Happy Birthday, Peter Tosh
Howard Campbell, Gleaner Writer
Today marks the 67th anniversary of the birth of reggae star Peter Tosh and, like previous years, the landmark will likely pass without fanfare.
However, the University of the West Indies will play host to a symposium called 'Peter Tosh - The Man, the Music and the Message: Celebrating the Life and the Legacy of a True Musical Icon' at the undercroft.
The featured panelists will be Copeland Forbes, former manager for Peter Tosh, Dr Clinton Hutton, musicologist, painter, and lecturer in the Department of Government, and Ras Miguel Lorne, musicologist, attorney at law, and president of the Marcus Garvey People's Political Party. There will also be a special exclusive preview of a forthcoming documentary on Peter Tosh, titled Peter Up Pan Top, directed by Kereen Karim.
In the meantime, Andrew, the singer's son, is preparing to promote his father's music with a new tribute album and tour scheduled to start in November.
Legacy: An Acoustic Tribute To Peter Tosh, was released on iTunes in late September. Andrew Tosh covered 10 of the fiery singer's songs with accompaniment on acoustic guitar from Mikey Chung, who played in his old man's Word, Sound and Power band, Winston 'Bo Pee' Bowen, Daniel 'Danny Axeman' Thompson and Ranoy Gordon.
"What we tried to do is bring an ear to some songs that people don't know, but to me are Peter Tosh classics," Tosh, 47, explained.
That's What They Will Do and Soon Come are among the obscure songs on Legacy. Most, such as Why Must I Cry, Creation and African, are known to fans of Tosh, a founding member of the legendary Wailers band who was murdered by gunmen at his St Andrew home in September 1987.
Legacy is Andrew Tosh's first studio set since another tribute album, 2004's Andrew Sings Tosh. He teams with his uncle and founding Wailer Bunny Wailer on I Am That I Am and with Ky-Mani Marley, son of Bob Marley, on Lessons In My Life.
There has been no shortage of Peter Tosh albums in the last 10 years, including the reissue of his groundbreaking Legalise It and Equal Rights albums by Sony Music in 1999.
The following year, Peter Tosh Live At The One Love Peace Concert was released by JAD Records, which also put out the acoustic I Am That I Am in 2001.
The most ambitious project was Honorary Citizen, a three-CD set released by Sony in 1997.
Tosh says there is a distinct difference between Legacy and those projects.

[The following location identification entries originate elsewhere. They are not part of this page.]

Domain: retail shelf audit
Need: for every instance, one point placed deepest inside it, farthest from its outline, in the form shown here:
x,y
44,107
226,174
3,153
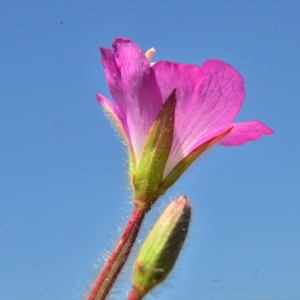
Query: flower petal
x,y
208,100
245,132
132,84
114,115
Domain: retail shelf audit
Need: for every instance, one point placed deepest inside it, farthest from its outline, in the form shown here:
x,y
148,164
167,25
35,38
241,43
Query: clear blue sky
x,y
63,188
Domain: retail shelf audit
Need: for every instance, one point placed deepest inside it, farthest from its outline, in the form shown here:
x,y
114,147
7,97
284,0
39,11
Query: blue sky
x,y
63,185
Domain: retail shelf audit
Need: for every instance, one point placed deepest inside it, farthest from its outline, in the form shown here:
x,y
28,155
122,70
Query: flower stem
x,y
134,295
118,257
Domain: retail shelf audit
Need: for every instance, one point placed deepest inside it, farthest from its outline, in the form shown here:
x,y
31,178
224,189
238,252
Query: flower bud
x,y
160,250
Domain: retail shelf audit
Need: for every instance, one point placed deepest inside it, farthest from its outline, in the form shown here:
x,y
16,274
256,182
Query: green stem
x,y
118,257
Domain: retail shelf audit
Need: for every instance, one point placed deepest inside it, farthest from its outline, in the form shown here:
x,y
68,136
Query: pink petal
x,y
245,132
115,115
133,86
208,100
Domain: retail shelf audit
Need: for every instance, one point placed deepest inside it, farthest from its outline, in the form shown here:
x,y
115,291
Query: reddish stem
x,y
118,257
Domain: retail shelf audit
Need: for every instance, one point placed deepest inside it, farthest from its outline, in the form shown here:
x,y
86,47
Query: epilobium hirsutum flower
x,y
169,113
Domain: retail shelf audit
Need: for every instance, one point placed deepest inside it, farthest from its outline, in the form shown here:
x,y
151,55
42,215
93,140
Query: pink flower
x,y
208,99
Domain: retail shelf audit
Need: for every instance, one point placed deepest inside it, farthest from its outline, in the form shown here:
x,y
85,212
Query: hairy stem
x,y
134,295
118,256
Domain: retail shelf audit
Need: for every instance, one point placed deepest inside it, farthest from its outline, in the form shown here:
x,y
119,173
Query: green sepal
x,y
148,176
182,166
161,248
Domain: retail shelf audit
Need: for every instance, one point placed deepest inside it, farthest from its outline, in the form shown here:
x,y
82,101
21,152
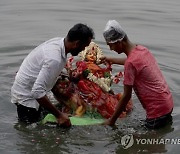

"They were done by record companies, on this album I selected songs from my father that are special to me," he said.
No easy feat
Following in the footsteps of a man who was arguably reggae's most controversial artiste, is no easy feat. Peter Tosh, along with Bob Marley and Bunny Livingston (Bunny Wailer), were driving forces behind the Wailers for most of the 1960s and early 1970s.
Tosh was the most controversial of the trio. He ruffled many a feather with his unapologetic stance on issues including black liberation and the legalisation of marijuana.
Legalise It, Equal Rights, Wanted Dread and Alive and Mama Africa contain some of Tosh's most potent work. His No Nuclear War album, released in the year of his death, won the 1988 Grammy Award for Best Reggae Album.
Andrew Tosh last saw his father alive two weeks before his death. He said he got news of the horrific shooting while he was at a dance in Kingston.
His debut album, Original Man, was released in 1987.
To support Legacy, Tosh will be heading to China, Japan and Africa for shows. He plans to release Eye To Eye, an album of original songs, in early 2011.